Closer examination suggests these outcomes can be explained as consequences of a collision between three forces. First, a strong and enduring cultural preference for sons. Second, low demographic growth--in China this is partly due to the coercive "one-child policy" still in force in some places. And third, the advent of widespread technology for prenatal sex determination and gender-based abortion.

To judge by the data, Chinese parents are willing to let nature take its course in the sex of their firstborn. They have, however, become increasingly disposed to intervene to assure that a second or third child is a boy. According to the 2000 census, over two-thirds of all "higher order" infants born in the previous year were male.

So the question arises, is Beijing's coercive population-control responsible for these amazing distortions? A tentative answer would be: yes--but not entirely. In other Chinese or Confucian-heritage populations where oppressive population control is not in force--Hong Kong, Taiwan, Singapore, South Korea--unnatural sex ratios at birth also emerged in the 1980s and 1990s. Their imbalances are not as pronounced, however. Indeed, the trend has begun to reverse itself in these other societies. China's rise as yet shows no signs of reversing.

The prospect of steadily diminishing absolute numbers of women of marriageable age sets the stage for an historically unprecedented "marriage squeeze" in the decades ahead. Back-of-the-envelope arithmetic suggest some very large proportion of tomorrow's young Chinese men--certainly over 10 percent, perhaps 15 percent or more--may find themselves essentially "unmarriageable" in the coming decades.

In other places and at other times, significant proportions of the male population lived their lives without marrying. In Western Europe in the pre-industrial and early-industrial periods it was not uncommon for 15 percent to 20 percent of males to remain unmarried. But that pattern was built upon a complex and delicate foundation: a mesh of ethical precepts and arrangements that supported the institution of honorable bachelorhood.

No similar foundations exists in China--where until now the expectation of universal male marriage has prevailed, and where Confucian tradition stresses the son's obligation to marry and honor his ancestors by continuing the family line.

The world has never seen the likes of the bride shortage that will be unfolding in China, so it is difficult to imagine its many reverberations.

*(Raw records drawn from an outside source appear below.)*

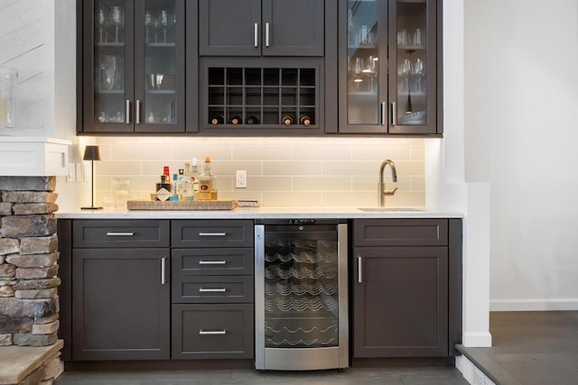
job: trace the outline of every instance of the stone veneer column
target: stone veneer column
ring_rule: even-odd
[[[56,177],[0,177],[0,346],[58,340]]]

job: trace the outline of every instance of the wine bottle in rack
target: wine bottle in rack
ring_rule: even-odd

Some commentators have warned that this "surplus of males" will make for a "deficit of peace" pushing China toward a more martial international posture. That assessment may overstate the actual case for demographically induced risks of international conflict in Asia.

It does not seem wild, however, to propose that the emergence and rise of this phenomenon may occasion an increase in social tensions in China--and perhaps social turbulence as well. Exactly how China's future cohorts of young men are to be socialized with no prospect of settled family life, and no tradition of honorable bachelorhood, is a question that can be asked today, but not answered.

China will be the first great power in Asia to suffer from a 21st century "bride shortage," but it may not be the last. Unsettling trends of a similar nature are already evident in India. Son preference in India remains extremely strong--according to survey results, women venturing a preference for their next birth voted for boys over girls by a ratio of four to one. With declining fertility and the spread of ultrasound, India's sex ratio is already at 108 boys under age 7 for every 100 girls, and it is rising.

For now, we must live with the disturbing possibility that that these particular expressions of "Asian values" will have unpredictable repercussions in these powers for decades to come.

Nicholas Eberstadt holds the Henry Wendt Chair at the American Enterprise Institute.